Holly Reed, Texas Central’s managing director of external affairs, assures Houstonia that this, the first project of its kind in the United States, will happen, darn it. “It’s a big idea,” she says, “and it takes a big vision to see that it can be done, but we have that.”
What about all those announcements touting 2019 construction plans?
Reed says that Texas Central is indeed prepared to start construction this year, as soon as two necessary permits are issued. The thing is, before issuing them, the Federal Railroad Administration has to conduct an environmental-impact study and create safety regulations specifically for the project, as none currently exist for trains that travel at speeds of more than 150 mph. And the agency has released its own timeline for completing those tasks: by March 2020.
Nobody really won or lost during the state's 86th Biennial Legislative Session.

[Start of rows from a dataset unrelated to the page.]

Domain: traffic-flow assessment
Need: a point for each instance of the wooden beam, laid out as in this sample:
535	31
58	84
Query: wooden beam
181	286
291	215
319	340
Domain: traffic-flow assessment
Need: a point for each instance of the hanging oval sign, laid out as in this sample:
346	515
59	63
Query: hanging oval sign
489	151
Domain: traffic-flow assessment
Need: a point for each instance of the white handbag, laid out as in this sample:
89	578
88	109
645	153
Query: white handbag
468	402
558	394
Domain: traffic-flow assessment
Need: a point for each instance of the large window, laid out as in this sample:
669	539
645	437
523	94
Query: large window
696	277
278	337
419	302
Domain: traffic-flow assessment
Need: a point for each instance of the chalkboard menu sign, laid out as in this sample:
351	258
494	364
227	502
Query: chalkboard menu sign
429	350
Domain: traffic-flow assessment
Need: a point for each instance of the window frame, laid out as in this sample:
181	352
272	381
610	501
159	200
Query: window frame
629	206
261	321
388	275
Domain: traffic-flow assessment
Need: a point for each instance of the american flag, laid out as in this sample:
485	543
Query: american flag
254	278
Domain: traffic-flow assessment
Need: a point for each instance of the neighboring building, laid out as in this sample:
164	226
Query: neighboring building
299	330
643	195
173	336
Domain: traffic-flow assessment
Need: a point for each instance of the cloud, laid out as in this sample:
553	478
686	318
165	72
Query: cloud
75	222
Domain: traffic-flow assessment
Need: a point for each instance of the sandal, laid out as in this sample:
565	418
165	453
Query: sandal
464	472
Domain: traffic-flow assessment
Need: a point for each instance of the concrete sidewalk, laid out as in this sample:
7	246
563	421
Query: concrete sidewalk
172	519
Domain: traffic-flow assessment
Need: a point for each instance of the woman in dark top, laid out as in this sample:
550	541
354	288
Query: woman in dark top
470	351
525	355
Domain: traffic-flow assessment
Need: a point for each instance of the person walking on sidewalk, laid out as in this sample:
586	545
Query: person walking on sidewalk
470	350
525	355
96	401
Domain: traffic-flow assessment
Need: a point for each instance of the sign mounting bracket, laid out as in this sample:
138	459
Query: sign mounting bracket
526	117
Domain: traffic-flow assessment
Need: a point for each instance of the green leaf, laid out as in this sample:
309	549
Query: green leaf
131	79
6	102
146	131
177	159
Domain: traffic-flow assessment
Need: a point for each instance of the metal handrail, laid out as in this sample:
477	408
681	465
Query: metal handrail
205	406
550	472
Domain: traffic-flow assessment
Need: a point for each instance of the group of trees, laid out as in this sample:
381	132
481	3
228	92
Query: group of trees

Lawmakers have waged serious attacks on Texas Central during the past three biennial sessions of the Texas Legislature, the last of which brought the fiercest fight yet. The company faced the most bills ever filed against it, with proposed legislation attempting to limit its use of eminent domain, and even a 2020–21 budget rider that would have forbidden it from working with TxDOT until the courts made an unappealable ruling on whether it could use eminent domain at all. Those efforts failed. “We would have faced years of delays if that budget rider had made it through,” says Reed, “but it didn’t, and neither did any other legislation that was aimed at us.”
Meanwhile, Kyle Workman, founder and head of Texans Against High-Speed Rail, also declared victory, citing the fact that no legislation that would have benefited Texas Central went through. “We were playing defense, and that was all we had to do,” he says. Now TAHSR is tracking cases in various counties and preparing to continue the legal wrangling in court. “Texas Central keeps talking about how everything is fine, but it’s propaganda they’re just putting out, so the money won’t dry up,” Workman says. “There’s still a long way to go before this is over.”
What’s a realistic timeline at this point?
Originally the bullet train was slated to start operating by 2021—which, naw. At this point Texas Central reps will only say that it will take five to six years from the start of construction for things to get up and running. Meanwhile the project continues to move forward. As of now landmen have secured right-of-way for about 30 percent of the 10-county route.
“Nobody wants these things across their land, we understand that, but the state is growing. This kind of infrastructure has to be built,” Reed says. “Some people still think all Texans ride their horses to work. Once this train starts running they won’t think that anymore; it will show people Texas is more than that stereotype.”